= Trust-preferred security =

A trust-preferred security is a security possessing characteristics of both equity and debt. A company creates trust-preferred securities by creating a trust,
issuing debt to it, and then having it issue preferred stock to investors. Trust-preferred securities are generally issued by bank holding companies. The preferred stock securities issued by the trust are what are referred to as trust-preferred securities.

The security is a hybrid security with characteristics of both subordinated debt and preferred stock in that it is generally very long term (30 years or more), allows early redemption by the issuer, makes periodic fixed or variable interest payments, and matures at face value. In addition, trust preferred securities issued by bank holding companies will usually allow the deferral of interest payments for up to 5 years.

The principal advantages of these hybrid characteristics are favorable tax, accounting, and credit treatment. Trust preferred securities have an additional advantage over other types of hybrid securities (such as similar types of debt issued directly to investors without the intervening trust), which is that if they are issued by a bank holding company, they will be treated as capital (equity/own funds) rather than as debt for regulatory purposes. This is why trust preferred securities are issued overwhelmingly by bank holding companies, even though any company can issue them. However, the Dodd-Frank Act changes this benefit.

==Structure==
The issuing company forms a Delaware trust (a Connecticut trust is also common) and holds 100% of the common stock of the trust. The trust then issues preferred stock to investors. All of the proceeds from the issuance of preferred stock are paid to the company. In exchange, the company issues junior subordinated debt to the trust with essentially the same terms as the trust's preferred stock. All steps except the formation of the trust occur simultaneously. If the issuing company is a bank holding company, it will also usually guarantee the interest and maturity payments on the trust preferred stock.

==Advantages==
Trust preferred securities are used by bank holding companies for their favorable tax, accounting, and regulatory capital treatments. Specifically, the subordinated debt securities are taxed like debt obligations by the IRS, so interest payments are deductible. Dividends on preferred stock, by comparison, are paid out of after-tax income. The company may therefore enjoy a significantly lower cost of funding.

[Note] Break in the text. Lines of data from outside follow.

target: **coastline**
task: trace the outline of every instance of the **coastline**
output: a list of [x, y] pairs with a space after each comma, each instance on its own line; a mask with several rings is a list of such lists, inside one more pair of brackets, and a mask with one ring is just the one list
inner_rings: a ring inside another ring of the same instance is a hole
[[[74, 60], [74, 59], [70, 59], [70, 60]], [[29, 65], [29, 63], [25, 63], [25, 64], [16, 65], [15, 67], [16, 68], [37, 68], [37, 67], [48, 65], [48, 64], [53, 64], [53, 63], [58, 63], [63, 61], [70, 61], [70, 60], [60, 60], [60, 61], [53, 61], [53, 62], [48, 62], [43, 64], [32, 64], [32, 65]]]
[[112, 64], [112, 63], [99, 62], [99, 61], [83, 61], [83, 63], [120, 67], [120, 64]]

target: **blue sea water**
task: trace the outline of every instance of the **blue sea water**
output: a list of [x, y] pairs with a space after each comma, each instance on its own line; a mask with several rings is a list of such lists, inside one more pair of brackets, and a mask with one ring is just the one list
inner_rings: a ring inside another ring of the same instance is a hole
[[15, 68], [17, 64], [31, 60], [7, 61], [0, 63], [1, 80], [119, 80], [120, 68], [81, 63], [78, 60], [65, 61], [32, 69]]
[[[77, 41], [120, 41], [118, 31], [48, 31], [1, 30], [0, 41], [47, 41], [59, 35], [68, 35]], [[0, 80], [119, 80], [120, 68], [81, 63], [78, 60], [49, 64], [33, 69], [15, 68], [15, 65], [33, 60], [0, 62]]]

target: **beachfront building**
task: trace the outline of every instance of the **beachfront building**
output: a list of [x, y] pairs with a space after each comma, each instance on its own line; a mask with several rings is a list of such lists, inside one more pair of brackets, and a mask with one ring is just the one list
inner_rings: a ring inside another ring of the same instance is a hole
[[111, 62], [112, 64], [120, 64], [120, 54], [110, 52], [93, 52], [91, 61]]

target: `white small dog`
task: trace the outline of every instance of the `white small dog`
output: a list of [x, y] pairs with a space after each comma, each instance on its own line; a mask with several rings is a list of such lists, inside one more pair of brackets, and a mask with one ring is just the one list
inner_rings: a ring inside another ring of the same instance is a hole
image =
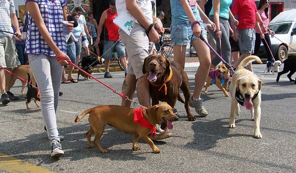
[[[266, 67], [264, 71], [264, 74], [267, 71], [270, 74], [274, 74], [274, 72], [276, 71], [276, 73], [278, 73], [280, 70], [280, 67], [282, 65], [282, 62], [280, 60], [276, 61], [273, 62], [271, 61], [267, 61], [266, 63]], [[271, 73], [272, 71], [272, 73]]]

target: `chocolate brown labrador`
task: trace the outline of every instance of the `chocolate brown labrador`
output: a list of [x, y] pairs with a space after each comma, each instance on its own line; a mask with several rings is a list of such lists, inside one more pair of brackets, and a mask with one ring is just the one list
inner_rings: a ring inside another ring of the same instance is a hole
[[[76, 117], [75, 122], [79, 122], [86, 114], [89, 114], [88, 121], [91, 128], [86, 133], [88, 147], [93, 147], [90, 139], [92, 135], [94, 133], [95, 137], [94, 143], [102, 153], [107, 153], [107, 150], [101, 145], [100, 139], [104, 133], [105, 125], [107, 124], [125, 133], [134, 135], [133, 150], [140, 149], [137, 145], [137, 142], [141, 137], [150, 145], [154, 153], [159, 153], [160, 151], [147, 135], [151, 129], [142, 126], [134, 121], [134, 112], [135, 110], [135, 108], [118, 105], [99, 106], [84, 111]], [[152, 127], [155, 127], [157, 122], [162, 121], [167, 124], [169, 129], [172, 129], [172, 122], [179, 119], [173, 111], [173, 109], [170, 105], [162, 103], [147, 109], [143, 109], [142, 114], [142, 117]]]
[[[188, 119], [195, 120], [189, 108], [190, 93], [188, 76], [180, 64], [170, 62], [162, 55], [152, 54], [145, 58], [143, 72], [148, 73], [152, 105], [160, 101], [174, 107], [178, 99], [184, 103]], [[183, 92], [185, 101], [181, 96], [180, 88]]]

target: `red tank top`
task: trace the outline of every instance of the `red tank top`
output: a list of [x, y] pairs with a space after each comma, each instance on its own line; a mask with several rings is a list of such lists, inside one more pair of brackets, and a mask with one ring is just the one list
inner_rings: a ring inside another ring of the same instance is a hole
[[107, 18], [105, 22], [104, 40], [110, 41], [117, 41], [119, 40], [118, 30], [119, 28], [113, 23], [113, 20], [117, 16], [117, 12], [112, 14], [107, 9], [105, 10], [107, 12]]

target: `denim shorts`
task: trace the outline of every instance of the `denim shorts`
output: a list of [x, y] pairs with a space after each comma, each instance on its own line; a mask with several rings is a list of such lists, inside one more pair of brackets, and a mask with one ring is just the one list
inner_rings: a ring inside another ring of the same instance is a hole
[[[199, 21], [201, 28], [202, 34], [205, 39], [207, 39], [207, 31], [205, 30], [202, 21]], [[193, 35], [193, 33], [191, 28], [191, 23], [186, 22], [185, 23], [171, 25], [171, 38], [172, 44], [174, 45], [186, 45], [191, 43], [193, 40], [199, 39]]]
[[74, 42], [67, 45], [67, 55], [73, 63], [76, 62], [76, 46]]
[[256, 40], [255, 28], [237, 30], [237, 34], [240, 53], [253, 53]]
[[111, 59], [114, 49], [118, 57], [125, 56], [125, 46], [121, 40], [117, 43], [116, 41], [104, 41], [102, 57], [105, 59]]

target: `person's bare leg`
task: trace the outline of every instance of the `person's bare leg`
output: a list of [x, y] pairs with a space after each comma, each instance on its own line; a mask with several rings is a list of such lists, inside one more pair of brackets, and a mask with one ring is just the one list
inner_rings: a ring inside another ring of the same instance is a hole
[[[68, 69], [68, 79], [74, 79], [74, 78], [73, 78], [73, 76], [72, 76], [72, 71], [73, 71], [73, 65], [72, 64], [69, 64], [69, 68]], [[64, 71], [65, 71], [65, 70], [64, 70]], [[64, 73], [64, 72], [63, 72]]]
[[65, 67], [63, 67], [63, 73], [62, 74], [62, 81], [63, 82], [68, 81], [67, 78], [66, 78], [66, 71], [65, 71]]
[[109, 65], [110, 65], [110, 59], [105, 59], [105, 72], [107, 72], [109, 70]]
[[211, 55], [210, 49], [201, 40], [194, 40], [191, 43], [194, 47], [198, 55], [199, 67], [196, 71], [195, 79], [195, 86], [193, 91], [193, 98], [199, 98], [204, 84], [209, 74], [211, 65]]
[[186, 45], [175, 45], [173, 46], [174, 51], [174, 61], [180, 64], [183, 69], [185, 66], [185, 55]]
[[147, 108], [150, 107], [150, 92], [147, 76], [144, 76], [138, 79], [137, 94], [140, 104]]
[[1, 68], [0, 68], [0, 89], [1, 89], [1, 94], [2, 94], [6, 92], [5, 86], [5, 73], [4, 72], [4, 69]]
[[[128, 96], [129, 98], [133, 99], [134, 94], [136, 90], [137, 81], [135, 75], [127, 74], [122, 84], [121, 92]], [[121, 100], [121, 106], [125, 107], [131, 107], [131, 102], [122, 99]]]

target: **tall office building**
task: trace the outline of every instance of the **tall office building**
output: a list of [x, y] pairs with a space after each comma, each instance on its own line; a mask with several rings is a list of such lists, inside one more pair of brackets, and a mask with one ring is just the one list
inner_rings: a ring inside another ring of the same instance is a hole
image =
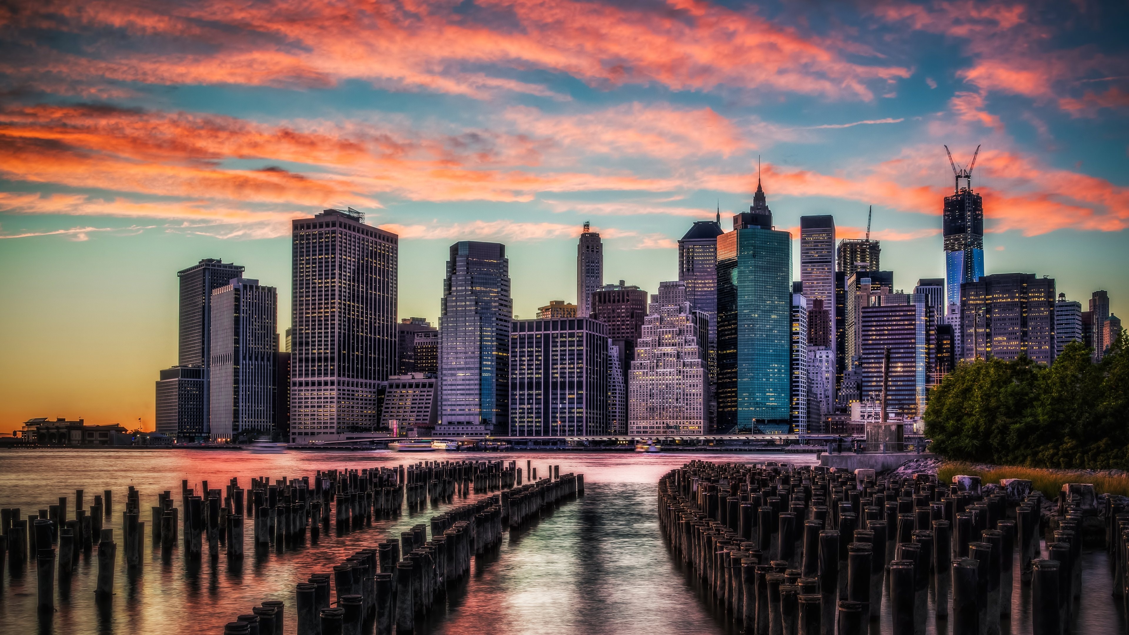
[[716, 220], [697, 220], [679, 241], [679, 280], [686, 284], [690, 308], [709, 316], [709, 339], [717, 342], [717, 237], [721, 215]]
[[791, 342], [789, 358], [789, 376], [791, 383], [791, 432], [807, 434], [807, 328], [808, 299], [802, 293], [791, 294]]
[[944, 278], [920, 278], [918, 286], [913, 287], [913, 293], [922, 294], [938, 315], [945, 314], [945, 279]]
[[1059, 294], [1054, 303], [1054, 357], [1073, 341], [1082, 341], [1082, 303]]
[[515, 320], [509, 334], [510, 436], [610, 432], [607, 324]]
[[291, 225], [290, 441], [375, 432], [396, 369], [400, 238], [353, 209]]
[[839, 241], [835, 270], [850, 276], [856, 271], [878, 271], [882, 245], [869, 238], [843, 238]]
[[913, 294], [909, 299], [909, 304], [866, 306], [860, 312], [860, 398], [878, 401], [882, 397], [883, 358], [889, 349], [886, 410], [913, 417], [925, 412], [930, 310], [922, 294]]
[[272, 441], [290, 441], [290, 353], [274, 354], [274, 429]]
[[509, 296], [506, 245], [450, 245], [439, 315], [436, 436], [509, 433]]
[[961, 285], [962, 359], [1054, 360], [1054, 279], [994, 273]]
[[[807, 297], [807, 294], [804, 294]], [[811, 308], [807, 311], [807, 345], [808, 346], [822, 346], [825, 348], [831, 347], [831, 333], [834, 331], [834, 322], [829, 320], [831, 312], [824, 308], [822, 299], [811, 299], [808, 301]], [[832, 356], [834, 351], [832, 350]]]
[[380, 426], [399, 435], [430, 436], [438, 419], [436, 379], [423, 373], [392, 375], [384, 386]]
[[659, 282], [628, 382], [628, 434], [709, 432], [709, 316], [691, 308], [684, 281]]
[[[609, 340], [611, 341], [611, 340]], [[607, 434], [628, 434], [628, 384], [623, 350], [607, 346]]]
[[893, 292], [893, 271], [855, 271], [847, 276], [847, 319], [843, 321], [843, 350], [848, 368], [858, 364], [863, 353], [861, 310], [877, 304], [878, 296]]
[[826, 343], [835, 325], [835, 219], [830, 215], [799, 217], [799, 279], [804, 282], [804, 297], [814, 308], [819, 302], [824, 313], [816, 314], [816, 324], [808, 314], [808, 329], [828, 333]]
[[203, 366], [173, 366], [157, 381], [157, 432], [177, 442], [207, 438]]
[[717, 238], [718, 428], [785, 433], [790, 416], [791, 236], [760, 183]]
[[1110, 318], [1110, 295], [1094, 292], [1089, 297], [1091, 329], [1093, 331], [1094, 362], [1101, 362], [1110, 342], [1105, 340], [1105, 320]]
[[236, 278], [212, 292], [211, 440], [274, 430], [278, 290]]
[[396, 324], [396, 374], [417, 373], [415, 369], [415, 334], [436, 332], [439, 329], [431, 325], [426, 318], [402, 318]]
[[537, 320], [576, 318], [576, 305], [563, 299], [551, 299], [549, 304], [537, 307]]
[[592, 293], [604, 285], [604, 244], [587, 221], [576, 245], [576, 314], [592, 313]]
[[945, 303], [952, 313], [961, 307], [961, 285], [975, 282], [984, 275], [984, 205], [980, 194], [972, 191], [970, 171], [957, 173], [953, 195], [945, 197], [943, 229]]
[[211, 409], [208, 405], [208, 364], [211, 360], [211, 293], [234, 278], [243, 277], [243, 267], [225, 263], [216, 258], [205, 258], [194, 267], [176, 272], [181, 281], [181, 332], [178, 366], [203, 368], [204, 400], [201, 417], [203, 433], [209, 433]]
[[412, 345], [412, 372], [429, 376], [439, 374], [439, 331], [417, 331]]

If issued by a bank holding company, they are treated as capital rather than liabilities under banking regulations, and may be treated as the highest quality capital (tier 1 capital) if they have certain characteristics. Since the amount of liabilities (such as deposits) that a banking institution may have is limited to some multiple of its capital, this regulatory treatment is highly favorable and is why the trust preferred structure is favored by bank holding companies.

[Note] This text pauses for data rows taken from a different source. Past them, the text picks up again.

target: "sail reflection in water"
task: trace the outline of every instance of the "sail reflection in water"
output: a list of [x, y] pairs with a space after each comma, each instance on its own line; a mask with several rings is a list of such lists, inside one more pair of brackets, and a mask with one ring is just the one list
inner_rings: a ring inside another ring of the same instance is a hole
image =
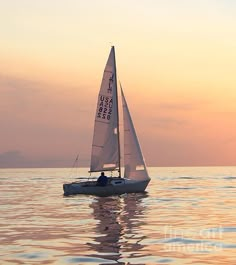
[[142, 256], [143, 245], [140, 242], [144, 236], [141, 226], [145, 224], [143, 199], [147, 196], [145, 193], [128, 194], [96, 198], [92, 202], [94, 218], [98, 221], [95, 232], [99, 236], [90, 246], [99, 253], [96, 257], [126, 264], [126, 259], [130, 261], [131, 256], [135, 257], [135, 252]]

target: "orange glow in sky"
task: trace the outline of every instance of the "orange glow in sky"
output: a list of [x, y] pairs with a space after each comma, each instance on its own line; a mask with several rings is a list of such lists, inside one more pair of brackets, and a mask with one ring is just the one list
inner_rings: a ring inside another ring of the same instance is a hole
[[12, 0], [0, 18], [0, 167], [89, 164], [111, 45], [148, 165], [235, 165], [233, 1]]

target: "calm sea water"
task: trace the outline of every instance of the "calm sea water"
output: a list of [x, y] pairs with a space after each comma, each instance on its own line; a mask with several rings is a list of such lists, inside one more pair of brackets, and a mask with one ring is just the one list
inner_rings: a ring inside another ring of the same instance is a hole
[[64, 197], [69, 169], [0, 169], [0, 264], [236, 264], [236, 167], [149, 172], [99, 198]]

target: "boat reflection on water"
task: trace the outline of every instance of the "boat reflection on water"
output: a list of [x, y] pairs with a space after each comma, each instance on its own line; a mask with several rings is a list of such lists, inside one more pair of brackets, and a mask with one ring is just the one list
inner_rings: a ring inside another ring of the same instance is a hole
[[[104, 264], [134, 264], [132, 259], [142, 256], [144, 236], [141, 226], [145, 225], [145, 198], [147, 193], [126, 194], [116, 197], [98, 197], [92, 204], [96, 238], [90, 247], [96, 257], [106, 260]], [[107, 262], [111, 263], [107, 263]], [[136, 260], [137, 261], [137, 260]], [[101, 263], [103, 264], [103, 263]], [[136, 263], [135, 264], [143, 264]]]

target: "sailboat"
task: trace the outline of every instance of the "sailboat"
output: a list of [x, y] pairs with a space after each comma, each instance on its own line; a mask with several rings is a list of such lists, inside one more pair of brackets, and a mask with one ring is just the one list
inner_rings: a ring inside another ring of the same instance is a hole
[[123, 176], [116, 59], [115, 48], [112, 46], [98, 94], [89, 172], [110, 171], [117, 172], [118, 176], [108, 177], [105, 186], [98, 185], [94, 180], [65, 183], [63, 184], [65, 196], [74, 194], [111, 196], [145, 191], [150, 177], [121, 85], [120, 89], [124, 119]]

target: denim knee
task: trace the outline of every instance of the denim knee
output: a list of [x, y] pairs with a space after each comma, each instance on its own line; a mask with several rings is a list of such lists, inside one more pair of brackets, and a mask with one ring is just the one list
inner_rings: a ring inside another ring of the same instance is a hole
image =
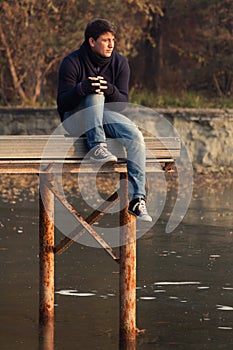
[[90, 94], [86, 96], [84, 101], [84, 106], [91, 107], [91, 106], [103, 104], [103, 103], [104, 103], [104, 95]]

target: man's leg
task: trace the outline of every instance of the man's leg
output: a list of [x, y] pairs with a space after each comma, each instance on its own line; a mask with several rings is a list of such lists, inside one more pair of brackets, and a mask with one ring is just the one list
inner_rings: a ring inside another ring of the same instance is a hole
[[108, 149], [103, 128], [104, 95], [91, 94], [84, 100], [84, 118], [86, 125], [87, 146], [90, 159], [96, 162], [117, 162]]
[[141, 131], [130, 119], [113, 111], [104, 112], [104, 130], [126, 147], [130, 213], [143, 221], [152, 221], [145, 205], [146, 149]]

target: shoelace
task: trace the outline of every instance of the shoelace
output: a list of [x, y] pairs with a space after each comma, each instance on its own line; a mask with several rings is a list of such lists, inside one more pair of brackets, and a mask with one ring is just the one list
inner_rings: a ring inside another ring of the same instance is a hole
[[104, 147], [98, 147], [95, 150], [95, 155], [98, 156], [99, 154], [101, 154], [103, 157], [106, 157], [107, 155], [107, 150], [104, 149]]
[[141, 211], [145, 214], [147, 214], [147, 210], [146, 210], [146, 202], [142, 199], [139, 202], [139, 208], [141, 209]]

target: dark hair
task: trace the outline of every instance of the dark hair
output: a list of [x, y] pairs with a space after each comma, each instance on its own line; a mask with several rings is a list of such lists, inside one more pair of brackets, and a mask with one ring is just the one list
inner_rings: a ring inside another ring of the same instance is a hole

To be eligible as Tier 1 capital, such instruments must provide for a minimum five-year consecutive deferral period on distributions to preferred shareholders. In addition, the intercompany loan must be subordinated to all subordinated debt and have the longest feasible maturity. The amount of these instruments, together with other cumulative preferred stock a bank holding company may include in Tier 1 capital, may constitute up to 25 percent of the sum of all core capital elements, including cumulative perpetual preferred stock and trust preferred stock. Non-financial companies are more likely to use less complex structures, such as issuing junior subordinated debt directly to the public.

==Disadvantages==
The principal disadvantages of trust preferred securities is cost. Because the trust preferred securities are subordinated to all of the issuer's other debt and typically have features like early redemption and optional deferral of interest payments, investors demand high interest rates. These rates will be much higher than ordinary senior debt or subordinated debt. Offering costs are high as well. Investment banks will take a large underwriting fee to sell the securities to the public, and legal and accounting fees will also be high. They have also been blamed for the failure of a few banks during the recent financial crisis.

== Colin's amendment ==
The Dodd-Frank Wall Street Reform and Consumer Protection Act included a provision which would "exclude trust-preferred securities from the regulatory capital of bank holding companies", although it has several exceptions intended to allow these holding companies to transition into compliance with the law, including an exception for bank holding companies with less than $15 billion in consolidated assets as of December 31, 2009 and an exception for small bank holding companies under the Board of Governors’ Small Bank Holding Company Policy Statement.